Driving Style Recognition Like an Expert Using Semantic Privileged Information from Large Language Models

arXiv cs.RO / 5/6/2026

💬 OpinionSignals & Early TrendsIdeas & Deep AnalysisModels & Research

Key Points

  • The paper argues that existing driving style recognition models rely too heavily on low-level sensor features and miss the semantic reasoning humans use when judging driving behavior.
  • It proposes a framework using Semantic Privileged Information (SPI) from large language models (LLMs) to better align algorithmic classifications with human-interpretable judgments.
  • The approach introduces DriBehavGPT, which generates natural-language descriptions of driving behaviors, then converts them into embeddings and reduced-dimensional representations for model training.
  • SPI is injected into a Support Vector Machine Plus (SVM+) training pipeline to approximate human-like interpretation patterns, while inference remains sensor-only for efficiency.
  • Experiments on varied real-world scenarios show improved performance, with F1-score gains of 7.6% for car-following and 7.9% for lane-changing over conventional methods.

Abstract

Existing driving style recognition systems largely depend on low-level sensor-derived features for training, neglecting the rich semantic reasoning capability inherent to human experts. This discrepancy results in a fundamental misalignment between algorithmic classifications and expert judgments. To bridge this gap, we propose a novel framework that integrates Semantic Privileged Information (SPI) derived from large language models (LLMs) to align recognition outcomes with human-interpretable reasoning. First, we introduce DriBehavGPT, an interactive LLM-based module that generates natural-language descriptions of driving behaviors. These descriptions are then encoded into machine learning-compatible representations via text embedding and dimensionality reduction. Finally, we incorporate them as privileged information into Support Vector Machine Plus (SVM+) for training, enabling the model to approximate human-like interpretation patterns.
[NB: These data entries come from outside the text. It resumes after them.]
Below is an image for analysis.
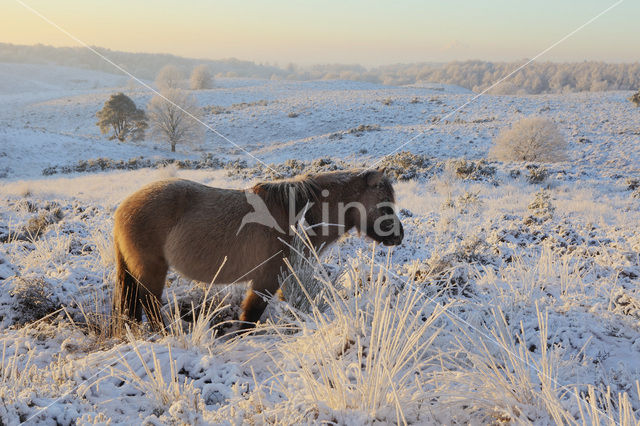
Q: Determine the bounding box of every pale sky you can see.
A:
[0,0,640,66]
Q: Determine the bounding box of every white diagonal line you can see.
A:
[363,0,625,172]
[15,0,281,176]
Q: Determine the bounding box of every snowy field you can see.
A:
[0,64,640,425]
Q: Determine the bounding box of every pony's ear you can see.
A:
[364,168,384,186]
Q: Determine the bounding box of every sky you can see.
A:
[0,0,640,66]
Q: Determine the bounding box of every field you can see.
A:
[0,63,640,425]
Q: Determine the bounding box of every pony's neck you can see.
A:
[307,178,358,247]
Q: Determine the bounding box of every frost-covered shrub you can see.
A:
[527,164,549,183]
[147,89,205,152]
[450,158,496,181]
[379,151,436,180]
[525,189,555,225]
[156,65,184,90]
[490,116,567,162]
[189,64,213,90]
[9,277,60,324]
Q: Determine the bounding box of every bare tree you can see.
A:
[147,89,205,152]
[491,117,567,162]
[191,64,213,90]
[156,65,184,90]
[96,93,147,142]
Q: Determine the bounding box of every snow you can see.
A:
[0,64,640,424]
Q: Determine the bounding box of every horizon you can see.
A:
[5,40,640,71]
[2,0,640,68]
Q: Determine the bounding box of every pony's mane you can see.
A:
[252,175,321,210]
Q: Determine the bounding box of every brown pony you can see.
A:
[113,170,404,328]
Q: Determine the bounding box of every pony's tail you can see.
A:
[111,241,142,328]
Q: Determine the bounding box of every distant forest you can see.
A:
[0,43,640,94]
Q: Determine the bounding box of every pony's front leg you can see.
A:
[240,275,279,330]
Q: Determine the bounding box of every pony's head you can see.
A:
[354,169,404,246]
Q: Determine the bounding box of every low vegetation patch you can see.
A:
[490,117,568,163]
[379,151,441,180]
[42,153,246,176]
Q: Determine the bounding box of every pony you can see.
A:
[112,169,404,329]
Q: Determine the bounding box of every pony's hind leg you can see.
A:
[138,262,169,332]
[240,274,278,329]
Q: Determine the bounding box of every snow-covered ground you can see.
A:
[0,64,640,424]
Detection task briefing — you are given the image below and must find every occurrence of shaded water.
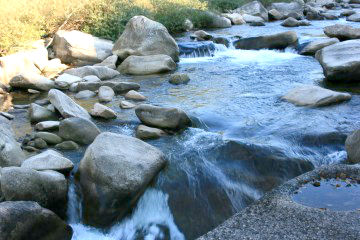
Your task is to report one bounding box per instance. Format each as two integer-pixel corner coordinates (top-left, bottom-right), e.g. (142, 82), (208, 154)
(7, 13), (360, 240)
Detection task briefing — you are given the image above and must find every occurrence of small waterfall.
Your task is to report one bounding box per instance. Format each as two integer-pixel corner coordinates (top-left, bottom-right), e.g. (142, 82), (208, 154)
(68, 188), (185, 240)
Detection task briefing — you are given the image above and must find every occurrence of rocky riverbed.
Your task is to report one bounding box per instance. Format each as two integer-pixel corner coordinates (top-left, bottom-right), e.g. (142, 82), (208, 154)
(0, 2), (360, 240)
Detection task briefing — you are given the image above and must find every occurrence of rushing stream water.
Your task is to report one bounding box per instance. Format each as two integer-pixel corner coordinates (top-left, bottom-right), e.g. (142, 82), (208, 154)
(9, 10), (360, 240)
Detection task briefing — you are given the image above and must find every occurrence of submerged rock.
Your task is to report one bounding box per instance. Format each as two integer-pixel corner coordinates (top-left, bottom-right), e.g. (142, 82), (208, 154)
(112, 16), (179, 62)
(52, 30), (113, 66)
(10, 73), (55, 91)
(59, 117), (100, 144)
(283, 85), (351, 107)
(29, 103), (59, 123)
(0, 116), (25, 167)
(0, 201), (73, 240)
(300, 38), (339, 55)
(21, 150), (74, 174)
(324, 24), (360, 41)
(345, 130), (360, 163)
(118, 55), (176, 75)
(90, 103), (116, 119)
(235, 31), (298, 50)
(135, 104), (191, 130)
(48, 89), (91, 119)
(316, 40), (360, 82)
(1, 167), (68, 216)
(136, 125), (166, 140)
(78, 133), (166, 226)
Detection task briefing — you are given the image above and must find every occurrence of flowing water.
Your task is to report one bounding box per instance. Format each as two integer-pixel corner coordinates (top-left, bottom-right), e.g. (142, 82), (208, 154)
(7, 12), (360, 240)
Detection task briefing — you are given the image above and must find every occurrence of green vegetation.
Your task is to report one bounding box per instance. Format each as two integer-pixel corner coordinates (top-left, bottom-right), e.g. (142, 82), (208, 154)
(0, 0), (278, 56)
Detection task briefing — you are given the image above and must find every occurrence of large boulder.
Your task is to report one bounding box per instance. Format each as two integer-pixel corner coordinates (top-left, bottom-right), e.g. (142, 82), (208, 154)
(48, 89), (91, 119)
(269, 1), (304, 16)
(52, 30), (113, 66)
(1, 167), (68, 217)
(324, 24), (360, 41)
(21, 150), (74, 174)
(235, 31), (298, 50)
(78, 133), (166, 226)
(345, 130), (360, 163)
(65, 66), (120, 80)
(113, 16), (179, 62)
(316, 40), (360, 82)
(0, 116), (25, 167)
(59, 117), (100, 144)
(135, 104), (191, 130)
(0, 201), (73, 240)
(234, 1), (269, 21)
(300, 38), (339, 55)
(282, 85), (351, 107)
(76, 81), (140, 93)
(118, 55), (176, 75)
(9, 72), (55, 91)
(0, 46), (48, 86)
(29, 103), (59, 123)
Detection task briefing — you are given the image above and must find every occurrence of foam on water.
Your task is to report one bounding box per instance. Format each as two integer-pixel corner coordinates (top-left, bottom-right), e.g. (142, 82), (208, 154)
(69, 188), (185, 240)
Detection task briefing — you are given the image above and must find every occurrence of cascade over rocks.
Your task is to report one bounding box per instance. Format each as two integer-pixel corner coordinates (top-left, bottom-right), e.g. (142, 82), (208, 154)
(118, 55), (176, 75)
(324, 24), (360, 41)
(300, 38), (339, 55)
(135, 104), (191, 130)
(234, 1), (269, 21)
(1, 167), (68, 217)
(315, 40), (360, 82)
(112, 16), (179, 62)
(235, 31), (298, 50)
(65, 66), (120, 80)
(0, 201), (73, 240)
(77, 133), (166, 226)
(52, 30), (113, 66)
(59, 117), (100, 144)
(282, 85), (351, 107)
(48, 89), (91, 119)
(0, 116), (25, 167)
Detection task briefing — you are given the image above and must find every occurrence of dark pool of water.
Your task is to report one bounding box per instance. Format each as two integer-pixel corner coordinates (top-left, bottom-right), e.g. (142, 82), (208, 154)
(293, 179), (360, 211)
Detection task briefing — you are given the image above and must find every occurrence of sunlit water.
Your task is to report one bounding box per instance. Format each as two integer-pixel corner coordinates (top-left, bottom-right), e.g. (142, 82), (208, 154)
(7, 13), (360, 240)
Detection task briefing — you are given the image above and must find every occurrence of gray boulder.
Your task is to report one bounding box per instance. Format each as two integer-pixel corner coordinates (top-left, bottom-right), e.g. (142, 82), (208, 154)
(113, 16), (179, 62)
(90, 103), (116, 119)
(346, 13), (360, 22)
(324, 24), (360, 41)
(136, 125), (166, 140)
(98, 86), (115, 102)
(48, 89), (91, 119)
(300, 38), (339, 56)
(78, 133), (166, 226)
(315, 40), (360, 82)
(10, 72), (55, 91)
(0, 116), (25, 167)
(21, 150), (74, 174)
(0, 201), (73, 240)
(282, 85), (351, 107)
(59, 117), (100, 144)
(345, 130), (360, 163)
(1, 167), (68, 216)
(29, 103), (59, 123)
(235, 31), (298, 50)
(118, 55), (176, 75)
(76, 81), (140, 93)
(52, 30), (113, 66)
(65, 66), (120, 80)
(234, 1), (269, 21)
(135, 104), (191, 130)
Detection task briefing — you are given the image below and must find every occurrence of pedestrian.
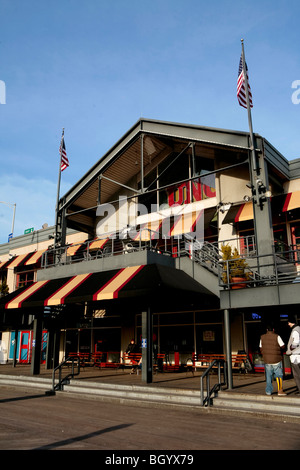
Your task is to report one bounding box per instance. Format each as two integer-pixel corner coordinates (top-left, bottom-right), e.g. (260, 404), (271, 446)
(259, 325), (286, 397)
(286, 315), (300, 394)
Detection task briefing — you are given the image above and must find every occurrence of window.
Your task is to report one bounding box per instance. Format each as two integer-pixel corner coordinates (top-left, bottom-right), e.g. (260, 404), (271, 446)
(16, 271), (34, 289)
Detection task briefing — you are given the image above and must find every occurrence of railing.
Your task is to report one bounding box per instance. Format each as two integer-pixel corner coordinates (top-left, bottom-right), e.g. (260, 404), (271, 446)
(200, 359), (227, 406)
(46, 357), (80, 395)
(42, 230), (300, 289)
(219, 247), (300, 289)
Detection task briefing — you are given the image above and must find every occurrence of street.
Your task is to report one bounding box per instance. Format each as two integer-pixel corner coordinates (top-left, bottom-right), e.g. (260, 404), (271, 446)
(0, 386), (300, 452)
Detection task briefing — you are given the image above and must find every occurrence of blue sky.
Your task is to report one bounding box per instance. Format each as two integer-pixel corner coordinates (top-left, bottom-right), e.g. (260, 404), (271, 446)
(0, 0), (300, 243)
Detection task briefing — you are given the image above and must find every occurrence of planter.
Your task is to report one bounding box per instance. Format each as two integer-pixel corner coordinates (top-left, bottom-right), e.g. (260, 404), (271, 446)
(231, 277), (247, 289)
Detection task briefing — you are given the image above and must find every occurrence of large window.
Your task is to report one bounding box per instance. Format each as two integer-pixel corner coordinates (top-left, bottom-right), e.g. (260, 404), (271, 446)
(139, 153), (216, 212)
(16, 271), (34, 289)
Experiments across diverse real-world driving scenarios demonstrate that our SPI-enhanced framework outperforms conventional methods, achieving F1-score improvements of 7.6% (car-following) and 7.9% (lane-changing). Importantly, SPI is exclusively used during training, while inference relies solely on sensor data, ensuring computational efficiency without sacrificing performance. These results highlight the pivotal role of semantic behavioral representations in improving recognition accuracy while advancing interpretable, human-centric driving systems.